Para escribir este libro he seguido las andanzas de los lobos de La Pavona, o lo he intentado, desde abril del 2016, cuando tuve la suerte de ver ese ejemplar solitario culebreando entre ramos y vacas, hasta agosto de 2017. Los animales que están cazando los terneros de mi suegra. He analizado sus movimientos, he estudiado sus costumbres cinegéticas, he intentando saber cuántos son, dónde se refugian, por dónde entran y salen de la finca. He colocado cámaras trampa para intentar fotografiarlos. He recogido sus pelos y cagadas. He tratado de comprenderlos un poco mejor. Y en paralelo, en los ratos libres, he viajado a los diferentes hábitats loberos de la península Ibérica. Aquellos lugares en los que es aceptado con relativa normalidad y hasta con agrado, como la zamorana sierra de la Culebra o las tierras altas de Pontevedra, en la Galicia profunda. Y a aquellos otros en los que se le considera el gran enemigo de la cabaña ganadera, como las dehesas de Salamanca y Ávila o las praderas de los lagos de Covadonga, en el Parque Nacional de Picos de Europa. Y finalmente, he visitado las zonas donde ha sido exterminado, como la sierra de San Pedro o la Sierra Morena andaluza.

Es el año del lobo. Y este es un libro que habla de ellos, por supuesto. Pero también de los hombres con los que comparte territorio. De los ganaderos y pastores que conviven con los depredadores, sufren sus ataques y, o bien los aceptan como carnívoros vecinos o bien los odian de manera visceral. De los ecologistas que los defienden, algunos con sus mejores intenciones y otros radicalizando el conflicto para garantizarse su forma de vida. De los científicos que tratan de poner orden, sensatez y conocimientos estructurados sistemáticamente en medio del griterío. De los forestales discretos y sabios, que saben más de lo que cuentan y han aprendido a navegar en medio del caos, en aguas revueltas, sorteando grandes tormentas. Y finalmente, de algunos burócratas de la administración que, en demasiados casos, preferirían solucionar el problema a tiros.
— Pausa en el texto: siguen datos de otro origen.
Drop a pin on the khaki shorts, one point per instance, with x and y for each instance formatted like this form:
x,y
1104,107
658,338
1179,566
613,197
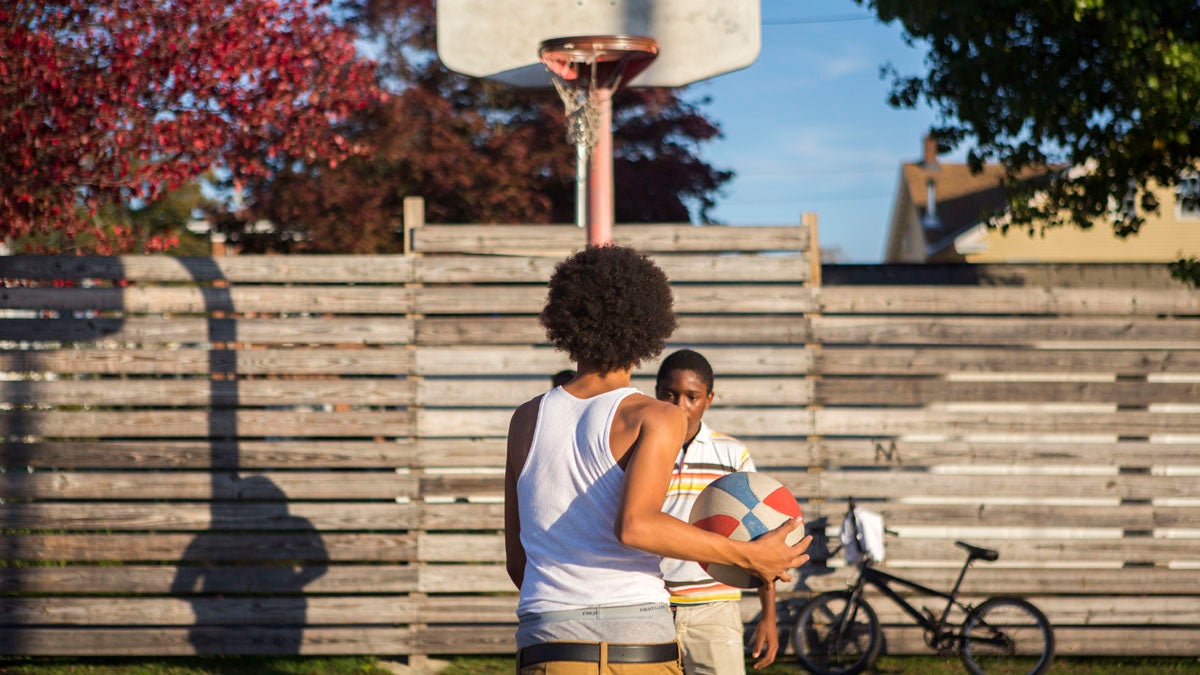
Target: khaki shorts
x,y
711,638
599,668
Mientras que en países como Estados Unidos intentan recuperar a los pesos pesados de su maltratada vida salvaje, primero reintroduciendo el lobo en Yellowstone y ahora proponiendo que los osos grizzly regresen a California, en España nos enzarzamos en toscas batallas fratricidas. Y exportamos imágenes que no hablan demasiado bien del país con la naturaleza mejor conservada de Europa: se ha puesto de moda en algunas zonas de Asturias colgar el cuerpo de lobos muertos, o sus cabezas decapitadas, en señales de tráfico, a modo de macabra advertencia mafiosa.

Espero que este libro agite la conciencia de todos los bandos humanos inmersos en la guerra del lobo, que les ayude a entender la complejidad del problema, a aceptar sus correspondientes responsabilidades y a buscar soluciones civilizadas. Y lo que es aún más importante: que sirva para que entendamos mejor al animal, que comprendamos sus características, que aceptemos sus necesidades, que asumamos su condición de depredador estrella de la península, que valoremos su importancia en el equilibrio del ecosistema y que, finalmente, seamos capaces de disfrutar de su presencia como una bendición.